アマゾンが始めた試着できるネット通販サービスとは?

 アマゾンジャパンは10月25日、有料会員「プライム」向けに、衣料品を購入前に試着できる無料の通販サービス「プライム・ワードローブ」を始めたと発表した。自宅に届いた衣服や靴などを自宅で試着し、気に入った商品だけを購入し、残りは返送する。送料は無料。

 1回3〜8点を取り寄せて試着する。通常、1〜3日で届くという。返送用の箱と着払い伝票が同梱されているため、その箱に返品する商品を入れて伝票を貼り、7日以内に近くのコンビニなどから送り返す。

 商品は数千のブランドの中から、大人から子供向けまで性別を問わず衣服や靴、バッグ、腕時計、ジュエリーなどをそろえる。

 自宅にある手持ちのアイテムとコーディネートしながら試着できるため、「時間を気にせず、ゆっくりと試した後に気に入ったアイテムのみを購入できるので、自宅が試着室になったような買い物体験が実現する」という。ネット通販で衣服を購入する場合、試着できないというデメリットがあったが、ネット販売でも試着の要素を取り入れることで気軽に利用してもらいたい考えだ。

 アマゾンジャパンはこれまでも30日以内であれば無料で返品できるサービスを「アマゾンファッション」で手がけているが、いったん購入した上でのサービスで、返品時に商品代金と送料が返金される仕組みとなっている。新サービスは不要と思った商品にお金を支払う必要がなく、購入や試着への心理的な負担を下げられるとみている。

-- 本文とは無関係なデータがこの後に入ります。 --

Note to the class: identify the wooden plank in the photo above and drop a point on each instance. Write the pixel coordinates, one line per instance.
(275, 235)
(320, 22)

アマゾンは日本の衣料品ネット販売の支配をも目論んでいる?!

 アマゾンジャパンは近年、ファッション分野に力を入れている。2007年に服やファッション小物をメインにしたファッションカテゴリーを立ち上げ、09年にはジュエリーを追加した。

 今春にはファッション通販用の撮影スタジオを東京・品川に開設した。米国、英国、インドに続く4番目のスタジオとなる。アマゾンで販売するファッション商品の画像や動画を製作する。消費者は衣服をネット通販で買う場合、サイト上の写真や動画のコンテンツを重要視している。質の高い写真や動画を掲載することで購買を促進したい考えだ。

 米調査会社などによると、米アマゾンは17年の売上高ベースで米国最大の衣料品販売店になったとされる。一方、日本の衣料品ネット通販市場ではゾゾタウンを運営するZOZOの一人勝ちが続いている。アマゾンは日本のファッション分野でも新たなサービスを展開するなどして市場を支配したい考えだ。